Pulmonary Rehabilitation Center Dieulefit santé, Dieulefit, Rhône-Alpes, France; HP2 Laboratory, INSERM, Grenoble Alpes University, Grenoble, Rhône-Alpes, France.
Groupement Hospitalier Portes de Provence, Intensive Care Unit, Montélimar, Rhône-Alpes, France.
Respir Physiol Neurobiol. 2021 May;287:103639. doi: 10.1016/j.resp.2021.103639. Epub 2021 Feb 12.
Some COVID-19 patients develop respiratory failure requiring admission to intensive care unit (ICU). We aim to evaluate the effects of pulmonary rehabilitation (PR) post-ICU in COVID-19 patients.
Twenty-one COVID-19 patients were evaluated pre- and post-PR and compared retrospectively to a non-COVID-19 group of 21 patients rehabilitated after ICU admission due to respiratory failure.

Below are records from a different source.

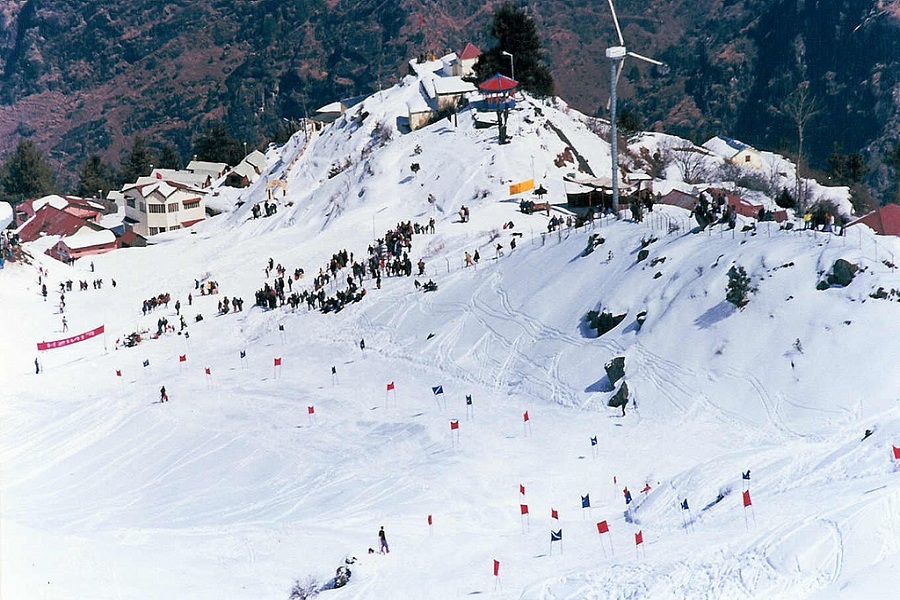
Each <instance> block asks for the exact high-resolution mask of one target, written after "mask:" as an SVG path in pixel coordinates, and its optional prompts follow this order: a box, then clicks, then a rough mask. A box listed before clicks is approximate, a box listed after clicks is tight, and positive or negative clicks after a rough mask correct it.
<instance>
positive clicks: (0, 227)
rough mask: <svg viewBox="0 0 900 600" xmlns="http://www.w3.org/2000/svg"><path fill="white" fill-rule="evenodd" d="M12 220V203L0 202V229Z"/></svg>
mask: <svg viewBox="0 0 900 600" xmlns="http://www.w3.org/2000/svg"><path fill="white" fill-rule="evenodd" d="M12 220H13V211H12V205H10V203H9V202H0V229H6V228H7V227H8V226H9V224H10V223H12Z"/></svg>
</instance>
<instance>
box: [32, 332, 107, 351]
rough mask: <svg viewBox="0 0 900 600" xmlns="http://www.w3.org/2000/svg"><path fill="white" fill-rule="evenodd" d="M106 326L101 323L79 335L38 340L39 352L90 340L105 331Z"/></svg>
mask: <svg viewBox="0 0 900 600" xmlns="http://www.w3.org/2000/svg"><path fill="white" fill-rule="evenodd" d="M104 327H105V326H104V325H101V326H100V327H97V328H96V329H91V330H90V331H85V332H84V333H79V334H78V335H73V336H72V337H69V338H63V339H61V340H54V341H52V342H38V352H41V351H43V350H53V349H54V348H62V347H63V346H69V345H71V344H77V343H78V342H83V341H84V340H89V339H91V338H92V337H97V336H98V335H101V334H102V333H103V332H104Z"/></svg>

PR induced greater 6-min walking distance improvement in COVID-19 patients (+205 ± 121 m) than in other respiratory failure patients post-ICU (+93 ± 66 m). The sooner PR was performed post-ICU, the better patients recovered.
PR induced large functional improvements in COVID-19 patients post-ICU although significant physical and psychosocial impairments remained post-PR.
一些 COVID-19 患者会发展为需要入住重症监护病房(ICU)的呼吸衰竭。我们旨在评估 COVID-19 患者 ICU 后肺康复(PR)的效果。
对 21 例 COVID-19 患者进行 PR 前后评估,并与因呼吸衰竭而入住 ICU 后接受康复治疗的 21 例非 COVID-19 患者进行回顾性比较。
PR 使 COVID-19 患者的 6 分钟步行距离改善更明显(+205±121m),优于其他 ICU 后因呼吸衰竭接受康复治疗的患者(+93±66m)。PR 实施得越早,患者的恢复情况越好。
尽管 PR 后患者仍存在明显的身体和心理社会障碍,但 PR 可使 COVID-19 患者 ICU 后功能得到显著改善。